- Metaxalone, a muscle relaxant, is a medicine with a similar name.
Metolazone is an oral
diuretic drug, commonly classified with the
thiazide diuretics, and marketed under the brand names
Zaroxolyn and
Mykrox. It is primarily used to treat
congestive heart failure and
high blood pressure. Metolazone indirectly decreases the amount of water reabsorbed into the bloodstream by the
kidney, so that blood volume decreases and urine volume increases. This lowers blood pressure and prevents excess fluid accumulation in heart failure. Metolazone is often used together with
loop diuretics such as
furosemide or
bumetanide, but these highly effective combinations can lead to
dehydration and
electrolyte abnormalities.
History
Metolazone was developed in the 1970s. Its creator,
Indian physician Dr.
B. Vithal Shetty, has been active in helping the
U.S. Food and Drug Administration review drug applications, and in the development of new medicines.
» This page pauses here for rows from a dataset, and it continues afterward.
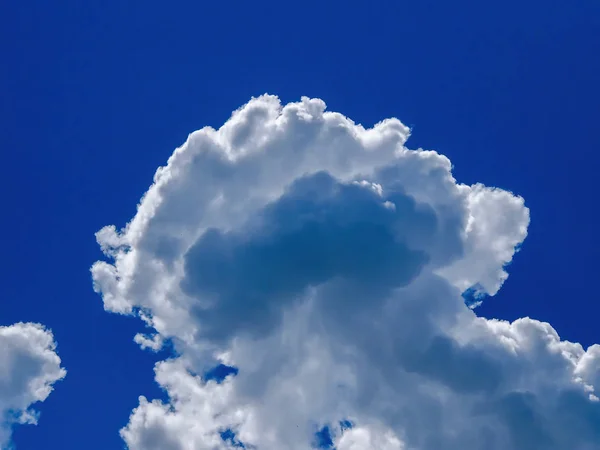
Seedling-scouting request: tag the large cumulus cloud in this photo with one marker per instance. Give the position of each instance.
(29, 366)
(326, 262)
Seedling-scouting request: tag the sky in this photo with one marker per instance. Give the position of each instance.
(96, 96)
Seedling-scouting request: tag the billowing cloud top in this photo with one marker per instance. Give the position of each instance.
(319, 266)
(29, 366)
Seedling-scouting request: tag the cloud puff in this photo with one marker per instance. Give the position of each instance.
(29, 366)
(323, 263)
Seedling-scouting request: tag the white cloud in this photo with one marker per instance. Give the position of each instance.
(326, 262)
(29, 366)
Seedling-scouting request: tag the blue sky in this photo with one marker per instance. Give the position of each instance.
(95, 96)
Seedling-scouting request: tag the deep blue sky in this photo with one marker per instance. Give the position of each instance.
(96, 95)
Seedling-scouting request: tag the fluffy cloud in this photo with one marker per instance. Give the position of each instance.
(29, 366)
(326, 262)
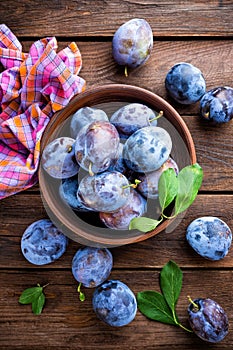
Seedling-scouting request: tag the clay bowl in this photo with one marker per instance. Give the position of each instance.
(85, 228)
[Katague, David B. "Chemistry Reviewer Still in Lab". News Along the Pike (newsletter of the Food and Drug Administration' s Center for Drug Evaluation and Research). Volume 2, Issue 10. PDF. Accessed on January 25, 2006.]
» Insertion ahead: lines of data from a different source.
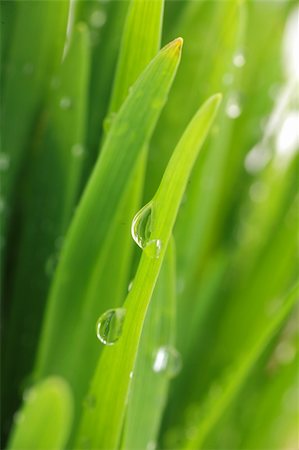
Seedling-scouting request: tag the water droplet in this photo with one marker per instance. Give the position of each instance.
(28, 68)
(153, 248)
(130, 285)
(18, 417)
(109, 121)
(167, 360)
(77, 150)
(55, 83)
(109, 325)
(29, 395)
(239, 59)
(2, 205)
(90, 401)
(285, 352)
(141, 226)
(51, 264)
(98, 18)
(65, 103)
(233, 109)
(4, 162)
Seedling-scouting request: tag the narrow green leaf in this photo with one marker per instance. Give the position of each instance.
(73, 294)
(140, 42)
(45, 418)
(240, 371)
(149, 389)
(102, 425)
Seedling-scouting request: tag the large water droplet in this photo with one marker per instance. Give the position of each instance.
(4, 162)
(141, 226)
(233, 108)
(65, 103)
(98, 18)
(28, 68)
(109, 325)
(77, 150)
(239, 59)
(109, 121)
(168, 361)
Metolazone quickly gained popularity due to its lower renal toxicity compared to other diuretics (especially thiazides) in patients with
renal insufficiency.
Structure
Metolazone is a
quinazoline, a derivative of the similar diuretic
quinethazone, as well as a
sulfonamide. It is related to analogs of 1,2,4-benzothiadizine-1,1-dioxide (
benzothiadiazine). These drugs are called
benzothiadiazides, or
thiazides for short. Chemically, metolazone is not a substituted benzothiadiazine, and therefore is not technically a
thiazide. However, since metolazone, as well other drugs like
indapamide, act on the same target as thiazides and behave in a similar pharmacologic fashion, they are considered "thiazide-like diuretics". Therefore, they are often included in the thiazide diuretics despite not being thiazides themselves.
[*Jackson, Edwin K. "Diuretics". In Goodman & Gilman's The Pharmacological Basis of Therapeutics, 11th ed., edited by Laurence L. Brunton et al. New York: McGraw-Hill, 2006.]